I myself saw Colonel Hatch, the assistant commissioner of exchange on the part of the South, and he told me the Salisbury and Danville prisoners would be coming right on at once. He said that he could bring them on at the rate of five thousand or six thousand a week.

Question. There is no impediment in the way?

Answer. There is no impediment on our side. I could deliver and receive every one of them in a very short time, if they will deliver those they hold. We have lost some two weeks lately on account of the ice in the river.

Affairs in New York — Henry S. Foote gone to Europe.

A letter from New York, dated the 11th instant, says:

‘ One of the principal topics of conversation just now is the raid on bounty jumpers and brokers, which was commenced by Colonel Baker, by order of the War Department. The bogus men furnished by the brokers, who have been arrested, opens the question whether the towns in the interior of the State, which have paid for them, will be required to refill their quotas. It has been ascertained that Federal officers have been in league with the brokers — received a prorate amount of the bounty for each deserter. The revelations made thus far render it impossible to decide that any part of this State is clear of the draft. To-day Colonel Baker made two arrests. One was the partner of Mooney, now in Fort Lafayette, and the other a broker who defrauded a recruit out of one hundred dollars of his bounty. The latter disgorged the amount, and the former was sent to keep company with the other member of his firm. I think I shall be able to send you some startling revelations in a few days.

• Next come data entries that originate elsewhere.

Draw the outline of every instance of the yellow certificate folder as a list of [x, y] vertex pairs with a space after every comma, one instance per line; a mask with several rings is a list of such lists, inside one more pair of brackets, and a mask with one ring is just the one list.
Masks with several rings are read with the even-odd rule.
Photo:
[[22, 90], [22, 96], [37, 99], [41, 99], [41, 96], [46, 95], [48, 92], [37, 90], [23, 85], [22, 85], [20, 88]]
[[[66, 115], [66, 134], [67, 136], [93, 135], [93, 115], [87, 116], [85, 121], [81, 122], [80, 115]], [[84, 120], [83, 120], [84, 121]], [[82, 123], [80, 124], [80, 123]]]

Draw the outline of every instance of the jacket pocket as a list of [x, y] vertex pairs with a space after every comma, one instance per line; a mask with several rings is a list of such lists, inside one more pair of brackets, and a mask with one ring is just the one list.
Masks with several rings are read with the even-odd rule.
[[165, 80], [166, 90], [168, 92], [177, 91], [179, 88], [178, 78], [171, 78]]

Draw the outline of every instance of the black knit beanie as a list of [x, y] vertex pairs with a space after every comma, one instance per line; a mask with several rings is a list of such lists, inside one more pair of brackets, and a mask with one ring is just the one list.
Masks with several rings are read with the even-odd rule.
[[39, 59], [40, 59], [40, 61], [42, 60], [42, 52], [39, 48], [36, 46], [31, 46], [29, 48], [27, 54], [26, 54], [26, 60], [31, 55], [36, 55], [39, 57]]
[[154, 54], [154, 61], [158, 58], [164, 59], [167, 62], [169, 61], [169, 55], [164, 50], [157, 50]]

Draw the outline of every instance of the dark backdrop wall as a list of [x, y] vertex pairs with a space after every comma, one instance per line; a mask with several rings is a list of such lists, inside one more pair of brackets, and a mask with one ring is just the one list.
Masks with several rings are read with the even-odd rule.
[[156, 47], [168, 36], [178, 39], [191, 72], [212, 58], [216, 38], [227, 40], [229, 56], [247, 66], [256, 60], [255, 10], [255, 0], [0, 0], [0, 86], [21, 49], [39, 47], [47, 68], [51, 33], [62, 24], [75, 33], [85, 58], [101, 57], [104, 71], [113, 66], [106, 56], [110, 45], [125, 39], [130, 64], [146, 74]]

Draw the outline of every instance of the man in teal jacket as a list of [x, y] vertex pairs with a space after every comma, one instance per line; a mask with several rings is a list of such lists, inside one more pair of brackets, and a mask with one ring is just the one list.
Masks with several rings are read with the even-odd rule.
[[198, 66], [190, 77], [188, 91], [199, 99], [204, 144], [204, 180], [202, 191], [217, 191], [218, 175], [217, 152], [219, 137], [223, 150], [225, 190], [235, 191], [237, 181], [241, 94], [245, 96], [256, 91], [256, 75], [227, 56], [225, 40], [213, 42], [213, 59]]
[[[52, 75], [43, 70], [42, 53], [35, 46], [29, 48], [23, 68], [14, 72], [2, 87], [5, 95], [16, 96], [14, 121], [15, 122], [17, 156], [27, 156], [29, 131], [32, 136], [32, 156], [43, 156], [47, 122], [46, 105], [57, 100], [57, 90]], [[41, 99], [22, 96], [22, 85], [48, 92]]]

’ Among the passengers for Liverpool by the steamer City of Cork, to-day, is a Mr. Henry S. Foote. The quid nunes are conjecturing whether this is not the notorious ex-rebel Congressman of that name, who left Richmond awhile ago in search of "some sequestered spot where tyranny and taxation are unknown." The report was that he had been sent to Fort Warren, but that may have been incorrect.

The St. Albans raiders — they are to be delivered to the State of Vermont.

In Montreal, on the 10th instant, the case of the St. Albans raiders was given up. The following telegram gives an account of the action taken in the matter:

‘ The prisoners' counsel asked for a further delay for reasons which were set forth in the affidavits, and which say that four messengers have been sent to Richmond. One of them, Davis, had been arrested in Ohio and sentenced to be hanged as a spy.

’ Another left on the 17th, and was in Washington on the 23d; another was captured at Wilmington, but escaped, and returned to Canada; and a fourth, Mr. Houghton, Advocate, went to Washington, and endeavored, without success, to obtain a pass to Richmond.

In reply to this letter, Mr. Seward wrote him that the Government could hold no communication or correspondence with him, and he expected to leave the country without entering the scene of insurrection or communicating with the insurgents. He saw the President and the British Charge D'Affairs without success. He wrote a second letter to Mr. Seward, to which no attention was paid.

The court refused to grant the request for a delay. This action is generally regarded as deciding the case against the prisoners.

The court adjourned until to-morrow.

Washington, February 11.--The statement which is circulated in the papers that the St. Albans raiders are to be sent to New York for trial is without foundation and entirely untrue. They are reclaimed upon complaints preferred against them in the courts of the State of Vermont, and, if surrendered, they will be surrendered to the authorities of that State for trial, according to the laws thereof. Marshal Murray has proceeded to Vermont upon entirely different business from what the newspapers have alleged.

Montreal, February 11.--The St. Albans case has been adjourned till Monday on account of the detention of witnesses, caused by a collision on the Grand Trunk railroad at Brockville.